Dick's Picks Volume Twenty-Two

Grateful DeadDick’s Picks Volume Twenty-Two (Kings Beach Bowl, Kings Beach, Lake Tahoe, CA – 2/23-24/68) Grateful Dead Records GDCD 4042 (2001)

I’ve been listening to the Grateful Dead for quite a long time, and albums like Dick’s Picks, Vol. 22 are the reasons why I keep coming back.  The Dead from about 1967 to 1970 were a great musical force.  They were energetic, genuine and unique.  I almost hesitate to say unique, but I do mean it.  For one, the Dead had a postmodern style that drew heavily on blues, jazz, bluegrass, gospel, and even modern classical elements.  And it’s true that they never really contributed much to any of those genres individually.  But in their extended jams that drew all of them together, their revelry of juxtaposition was something unique.  This stuff was fun!  Rather than the dour, pretentious attitude so familiar to postmodern music, the Dead sounded completely different.  Perhaps the fact that the Dead don’t quite sound as “serious” as some people think they should is the very reason they are almost deemed off-limits.  Sure, it wasn’t that long before the Dead became content to churn out unremarkable AOR rock, with forays into faddish trends like their silly attempt at disco a decade on.  Yet here in 1968, playing in a bowling alley no less, the group sounds thrilled to be making music, without sounding like they are forcing themselves to sound like anything in particular.  Later on, that didn’t seem to be the case.  Contrary to their reputation, I don’t feel like they challenged themselves much from about 1970 onwards, instead becoming content to rest on a few of their own perceived strengths and ending up sounding just like a lot of other bands.  But those days lay far in the future back in February of 1968, back when maybe anything seemed possible.
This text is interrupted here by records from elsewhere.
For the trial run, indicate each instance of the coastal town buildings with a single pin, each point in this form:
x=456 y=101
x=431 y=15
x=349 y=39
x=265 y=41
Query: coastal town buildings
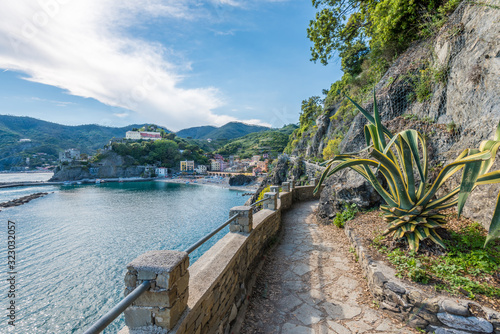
x=201 y=169
x=69 y=155
x=187 y=166
x=145 y=135
x=161 y=171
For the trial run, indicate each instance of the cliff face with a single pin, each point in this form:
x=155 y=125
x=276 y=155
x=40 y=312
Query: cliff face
x=447 y=87
x=112 y=166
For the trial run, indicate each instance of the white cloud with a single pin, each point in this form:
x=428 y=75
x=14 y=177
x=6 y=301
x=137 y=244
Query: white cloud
x=82 y=47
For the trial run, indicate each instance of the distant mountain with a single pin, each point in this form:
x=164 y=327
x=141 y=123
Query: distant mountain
x=229 y=131
x=272 y=141
x=198 y=132
x=49 y=138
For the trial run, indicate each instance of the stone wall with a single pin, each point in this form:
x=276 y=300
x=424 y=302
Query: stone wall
x=419 y=309
x=219 y=281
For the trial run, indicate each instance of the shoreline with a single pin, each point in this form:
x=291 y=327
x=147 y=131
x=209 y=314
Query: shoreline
x=252 y=188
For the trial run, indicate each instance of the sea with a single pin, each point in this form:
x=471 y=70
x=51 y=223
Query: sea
x=72 y=246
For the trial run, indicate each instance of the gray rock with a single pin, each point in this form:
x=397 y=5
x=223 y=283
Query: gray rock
x=442 y=330
x=452 y=307
x=465 y=323
x=395 y=288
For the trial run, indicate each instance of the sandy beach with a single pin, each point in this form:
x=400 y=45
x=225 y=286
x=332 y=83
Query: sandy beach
x=221 y=183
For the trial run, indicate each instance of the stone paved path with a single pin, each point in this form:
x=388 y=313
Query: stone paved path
x=310 y=284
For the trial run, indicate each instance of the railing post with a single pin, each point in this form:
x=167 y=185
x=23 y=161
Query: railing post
x=275 y=189
x=272 y=201
x=285 y=186
x=163 y=304
x=244 y=221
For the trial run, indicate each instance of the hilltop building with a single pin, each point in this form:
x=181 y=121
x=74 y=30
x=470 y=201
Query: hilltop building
x=69 y=155
x=187 y=166
x=145 y=135
x=202 y=169
x=161 y=171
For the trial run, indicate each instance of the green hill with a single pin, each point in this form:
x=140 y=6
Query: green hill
x=231 y=130
x=49 y=138
x=271 y=141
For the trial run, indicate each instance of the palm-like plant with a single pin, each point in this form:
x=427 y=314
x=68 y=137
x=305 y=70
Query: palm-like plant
x=412 y=207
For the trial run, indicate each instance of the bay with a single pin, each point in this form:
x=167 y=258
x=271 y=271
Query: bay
x=73 y=245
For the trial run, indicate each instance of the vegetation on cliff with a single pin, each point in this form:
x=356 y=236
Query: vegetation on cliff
x=368 y=36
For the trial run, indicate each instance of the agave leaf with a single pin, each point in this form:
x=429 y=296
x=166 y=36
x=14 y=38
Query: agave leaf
x=489 y=178
x=492 y=146
x=322 y=178
x=373 y=135
x=378 y=187
x=449 y=170
x=420 y=233
x=442 y=200
x=469 y=177
x=378 y=122
x=407 y=163
x=402 y=191
x=412 y=137
x=497 y=133
x=413 y=242
x=494 y=231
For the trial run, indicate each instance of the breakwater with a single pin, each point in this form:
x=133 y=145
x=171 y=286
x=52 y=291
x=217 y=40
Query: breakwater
x=207 y=296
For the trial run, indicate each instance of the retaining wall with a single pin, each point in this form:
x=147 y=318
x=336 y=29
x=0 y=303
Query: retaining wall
x=431 y=312
x=218 y=281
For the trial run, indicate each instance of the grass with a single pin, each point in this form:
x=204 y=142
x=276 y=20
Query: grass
x=345 y=215
x=465 y=268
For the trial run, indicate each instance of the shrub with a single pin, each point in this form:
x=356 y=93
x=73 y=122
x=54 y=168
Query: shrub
x=412 y=205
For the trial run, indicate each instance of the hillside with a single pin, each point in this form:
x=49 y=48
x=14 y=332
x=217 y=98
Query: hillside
x=49 y=138
x=271 y=141
x=445 y=86
x=231 y=130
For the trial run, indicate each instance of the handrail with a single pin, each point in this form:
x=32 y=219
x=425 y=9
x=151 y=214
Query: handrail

I hate to say it, but the sound quality here is fair at best.  Still, the unusual mix (likely a necessity given the source tape) lends a few pleasant surprises in making Pigpen‘s organ and Phil Lesh‘s bass more readily audible.  In the end, substance wise, this is one of the finest live sets in the Dead’s extensive catalog, and I think the concerns about sound quality can’t really hold this album back much at all.